Monday, June 26, 2006

Coffee Tasting

I don't know how many people start drinking coffee when they're 28, but you can count me among that number. I've been making up for lost time ever since. I just love a good cup of coffee... or a cheap cup of instant cappuccino from the corner gas station mixed with whatever they have in the pot sitting on the Bunn coffee-warmer. I wasn't very discriminating when it came to coffee.

Recently, though, I've been able to tell the difference between roasts and even brands of coffee, to a certain extent. I always considered Starbucks to be really good coffee, I guess mostly because it was what got me started on coffee (the first coffee I actually enjoyed). The natural next step was to start buying whole beans and grinding them fresh for the best and freshest coffee. After a few months of that, I could definitely taste a difference between our fresh stuff and, say, the huge can of ground Folgers that's been in the freezer at work for 2 or 3 years.

Well, a friend of a friend started his own roaster down in Austin, TX. Great beans. So fresh that the oils are coating the beans and even after the bag's been opened for a few weeks, the beans still look like the bag was just opened! Man, that is good coffee. Well, here, all along there's a roaster here in OKC that I didn't even know about. PrimaCafe is the name of the joint and it's putting out the best coffee I've had to date. They have a website, but it's pretty basic looking (http://www.primacafe.com/). A pound of their best is actually cheaper than Starbucks and much fresher in my experience and opinion.
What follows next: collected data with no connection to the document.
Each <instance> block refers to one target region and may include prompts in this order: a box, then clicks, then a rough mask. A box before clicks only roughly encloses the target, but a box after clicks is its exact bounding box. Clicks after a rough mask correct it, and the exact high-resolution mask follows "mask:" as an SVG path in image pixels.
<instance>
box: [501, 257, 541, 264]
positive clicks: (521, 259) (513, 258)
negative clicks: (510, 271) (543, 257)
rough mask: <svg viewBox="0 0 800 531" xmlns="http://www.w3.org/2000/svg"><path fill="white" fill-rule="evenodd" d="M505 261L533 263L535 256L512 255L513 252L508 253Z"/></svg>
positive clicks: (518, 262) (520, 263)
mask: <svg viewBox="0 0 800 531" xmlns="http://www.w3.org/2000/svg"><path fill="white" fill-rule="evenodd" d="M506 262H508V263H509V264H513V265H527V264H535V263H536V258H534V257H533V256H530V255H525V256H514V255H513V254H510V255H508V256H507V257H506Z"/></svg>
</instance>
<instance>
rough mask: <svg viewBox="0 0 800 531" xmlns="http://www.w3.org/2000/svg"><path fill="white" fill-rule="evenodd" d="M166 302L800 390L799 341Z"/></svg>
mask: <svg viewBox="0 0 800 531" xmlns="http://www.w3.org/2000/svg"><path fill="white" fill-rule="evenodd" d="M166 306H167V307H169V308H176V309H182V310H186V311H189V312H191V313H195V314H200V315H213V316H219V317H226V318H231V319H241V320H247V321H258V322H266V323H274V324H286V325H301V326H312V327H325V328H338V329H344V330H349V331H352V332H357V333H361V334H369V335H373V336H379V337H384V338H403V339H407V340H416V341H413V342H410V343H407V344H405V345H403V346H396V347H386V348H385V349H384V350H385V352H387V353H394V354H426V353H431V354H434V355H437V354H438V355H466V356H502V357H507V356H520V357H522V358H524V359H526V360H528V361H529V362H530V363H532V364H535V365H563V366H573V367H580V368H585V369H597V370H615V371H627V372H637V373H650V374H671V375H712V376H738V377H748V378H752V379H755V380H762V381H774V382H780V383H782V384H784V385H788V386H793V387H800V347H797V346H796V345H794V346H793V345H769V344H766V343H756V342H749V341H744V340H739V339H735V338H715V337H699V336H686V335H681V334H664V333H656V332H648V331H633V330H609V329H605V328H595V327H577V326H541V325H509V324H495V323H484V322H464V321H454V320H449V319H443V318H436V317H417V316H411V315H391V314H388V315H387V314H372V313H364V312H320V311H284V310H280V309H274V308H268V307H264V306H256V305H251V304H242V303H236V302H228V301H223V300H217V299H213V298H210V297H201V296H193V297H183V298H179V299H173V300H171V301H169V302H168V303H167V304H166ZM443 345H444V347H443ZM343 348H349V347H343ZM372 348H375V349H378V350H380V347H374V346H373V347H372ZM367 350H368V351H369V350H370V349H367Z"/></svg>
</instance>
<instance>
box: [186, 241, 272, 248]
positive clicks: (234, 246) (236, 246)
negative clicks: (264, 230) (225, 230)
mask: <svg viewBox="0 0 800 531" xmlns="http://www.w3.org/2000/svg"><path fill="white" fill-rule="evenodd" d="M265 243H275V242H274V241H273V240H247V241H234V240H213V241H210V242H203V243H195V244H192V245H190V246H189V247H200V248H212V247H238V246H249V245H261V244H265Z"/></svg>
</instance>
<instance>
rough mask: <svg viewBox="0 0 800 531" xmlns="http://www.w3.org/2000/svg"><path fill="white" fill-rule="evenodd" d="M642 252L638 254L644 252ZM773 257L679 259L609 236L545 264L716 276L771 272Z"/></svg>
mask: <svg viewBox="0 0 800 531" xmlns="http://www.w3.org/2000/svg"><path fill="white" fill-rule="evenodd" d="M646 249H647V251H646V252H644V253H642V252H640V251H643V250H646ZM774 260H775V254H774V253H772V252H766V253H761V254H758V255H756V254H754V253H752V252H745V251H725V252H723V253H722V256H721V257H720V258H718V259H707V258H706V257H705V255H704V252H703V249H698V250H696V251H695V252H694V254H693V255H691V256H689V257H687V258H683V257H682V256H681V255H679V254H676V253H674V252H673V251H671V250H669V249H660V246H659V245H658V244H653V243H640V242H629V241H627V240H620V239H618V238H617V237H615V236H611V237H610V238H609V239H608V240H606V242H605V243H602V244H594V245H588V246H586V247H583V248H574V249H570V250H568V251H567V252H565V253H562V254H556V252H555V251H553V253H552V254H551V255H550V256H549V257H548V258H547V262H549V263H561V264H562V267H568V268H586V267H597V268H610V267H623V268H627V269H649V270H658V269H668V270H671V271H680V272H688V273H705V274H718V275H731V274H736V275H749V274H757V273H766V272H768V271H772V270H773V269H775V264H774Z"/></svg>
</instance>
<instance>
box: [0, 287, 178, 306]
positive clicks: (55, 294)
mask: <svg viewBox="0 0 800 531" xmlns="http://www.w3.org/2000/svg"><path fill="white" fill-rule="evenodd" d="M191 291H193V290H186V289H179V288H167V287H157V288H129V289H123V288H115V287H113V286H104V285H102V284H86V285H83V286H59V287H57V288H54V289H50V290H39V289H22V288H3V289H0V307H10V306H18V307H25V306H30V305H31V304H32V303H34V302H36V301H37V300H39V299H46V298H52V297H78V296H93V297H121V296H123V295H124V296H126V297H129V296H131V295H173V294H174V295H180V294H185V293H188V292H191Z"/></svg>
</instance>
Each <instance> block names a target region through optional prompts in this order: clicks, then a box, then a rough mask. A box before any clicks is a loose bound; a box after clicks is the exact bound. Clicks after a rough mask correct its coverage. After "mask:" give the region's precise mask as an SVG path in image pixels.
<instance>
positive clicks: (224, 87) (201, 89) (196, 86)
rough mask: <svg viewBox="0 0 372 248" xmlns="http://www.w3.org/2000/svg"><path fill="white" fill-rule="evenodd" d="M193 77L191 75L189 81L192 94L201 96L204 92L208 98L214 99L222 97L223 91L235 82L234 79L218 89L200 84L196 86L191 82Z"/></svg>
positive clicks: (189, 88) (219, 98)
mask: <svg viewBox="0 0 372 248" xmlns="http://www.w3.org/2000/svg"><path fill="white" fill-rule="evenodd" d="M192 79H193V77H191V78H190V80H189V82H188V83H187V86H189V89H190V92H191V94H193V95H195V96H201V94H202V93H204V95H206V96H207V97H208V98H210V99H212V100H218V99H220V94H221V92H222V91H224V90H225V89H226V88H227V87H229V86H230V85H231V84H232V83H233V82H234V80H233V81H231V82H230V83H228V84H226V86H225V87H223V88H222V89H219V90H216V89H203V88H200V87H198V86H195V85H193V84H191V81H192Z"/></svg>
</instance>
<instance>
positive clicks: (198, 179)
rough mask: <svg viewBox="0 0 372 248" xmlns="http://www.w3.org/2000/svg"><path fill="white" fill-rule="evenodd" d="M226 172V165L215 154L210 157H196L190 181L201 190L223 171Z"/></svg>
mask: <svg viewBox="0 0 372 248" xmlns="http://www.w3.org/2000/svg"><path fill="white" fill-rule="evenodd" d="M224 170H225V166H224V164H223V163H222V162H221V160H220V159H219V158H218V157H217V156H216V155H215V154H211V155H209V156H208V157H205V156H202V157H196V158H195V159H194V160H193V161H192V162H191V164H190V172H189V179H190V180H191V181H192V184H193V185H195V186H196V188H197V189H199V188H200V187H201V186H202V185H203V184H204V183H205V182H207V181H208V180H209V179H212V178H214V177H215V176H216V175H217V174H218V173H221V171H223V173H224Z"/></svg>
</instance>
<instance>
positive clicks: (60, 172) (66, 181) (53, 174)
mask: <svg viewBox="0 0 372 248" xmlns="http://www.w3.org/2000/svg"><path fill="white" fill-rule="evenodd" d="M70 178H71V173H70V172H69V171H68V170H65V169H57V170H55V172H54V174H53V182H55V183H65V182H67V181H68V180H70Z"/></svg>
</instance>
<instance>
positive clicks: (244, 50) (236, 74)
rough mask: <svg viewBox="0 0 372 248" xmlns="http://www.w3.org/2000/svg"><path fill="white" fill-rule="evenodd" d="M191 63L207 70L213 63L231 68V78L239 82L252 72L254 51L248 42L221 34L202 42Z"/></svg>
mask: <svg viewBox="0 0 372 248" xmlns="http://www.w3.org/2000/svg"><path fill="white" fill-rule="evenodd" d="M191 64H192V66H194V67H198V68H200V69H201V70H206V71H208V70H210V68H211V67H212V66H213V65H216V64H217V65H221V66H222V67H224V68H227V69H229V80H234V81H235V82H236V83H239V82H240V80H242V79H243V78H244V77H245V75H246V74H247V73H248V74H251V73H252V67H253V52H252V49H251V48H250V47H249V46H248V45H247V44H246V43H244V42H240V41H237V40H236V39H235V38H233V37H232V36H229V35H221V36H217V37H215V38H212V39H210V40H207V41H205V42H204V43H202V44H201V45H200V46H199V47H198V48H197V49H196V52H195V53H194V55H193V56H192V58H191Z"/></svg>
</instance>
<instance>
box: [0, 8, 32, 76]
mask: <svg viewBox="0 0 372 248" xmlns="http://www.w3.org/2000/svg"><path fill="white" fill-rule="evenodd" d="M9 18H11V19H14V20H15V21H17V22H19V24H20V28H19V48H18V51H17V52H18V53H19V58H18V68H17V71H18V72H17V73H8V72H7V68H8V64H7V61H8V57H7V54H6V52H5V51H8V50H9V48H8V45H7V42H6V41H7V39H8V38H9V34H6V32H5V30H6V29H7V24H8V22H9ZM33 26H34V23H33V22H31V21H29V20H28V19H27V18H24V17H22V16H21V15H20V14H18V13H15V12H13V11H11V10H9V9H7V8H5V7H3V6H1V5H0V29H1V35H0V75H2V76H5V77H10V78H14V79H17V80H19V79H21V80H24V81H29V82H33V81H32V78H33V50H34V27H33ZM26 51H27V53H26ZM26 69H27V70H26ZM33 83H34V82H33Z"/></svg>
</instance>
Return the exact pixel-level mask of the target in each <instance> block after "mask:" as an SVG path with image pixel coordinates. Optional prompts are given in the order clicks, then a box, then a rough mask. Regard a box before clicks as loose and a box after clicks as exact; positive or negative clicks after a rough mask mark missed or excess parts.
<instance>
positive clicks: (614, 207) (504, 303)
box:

Anyway, after a long day of work today, I joined a small group for a coffee-tasting at Hearthstone Assisted Living down the road a couple of miles. It was put on by two of Starbucks' coffee-masters. They brought a huge container of their "extra-bold" Arabian Mocha Sanani. It's their "most exotic and unpredictable coffee," according to their website. Not sure exactly what that means, but it doesn't necessarily sound like something you'd want to deal with first thing in the morning before you'd had your big French press of coffee.

It was actually very good. Strong as I'll get out, but good. I was glad they brought hundreds of their chocolate covered cherries to go with the tiny shot-cups of coffee. I had 2 of the tiny cups and must have put down 5 or 6 cherries with each one to help sweeten it. =)

Okay, enough on coffee. Have you seen my little brother's trail journal? He's hiking the AT (Appalachian Trail) with a 10 lb. backpack and that's it. No computer, no cell phone. He even cut the handle off of his toothbrush to make it lighter! I don't think he even considered my suggestion that he take a car battery to use for recharging a computer, GPS and cell phone. He earned his trail name a few weeks back: "Jumpstart" since he's usually up, packed and hiked down the trail a few miles before anyone else is awake. That, in stark contrast to his normal habit at home to sleep through the alarm clock from hell.

Okay, enough rambling. Time for a movie or for bed or something.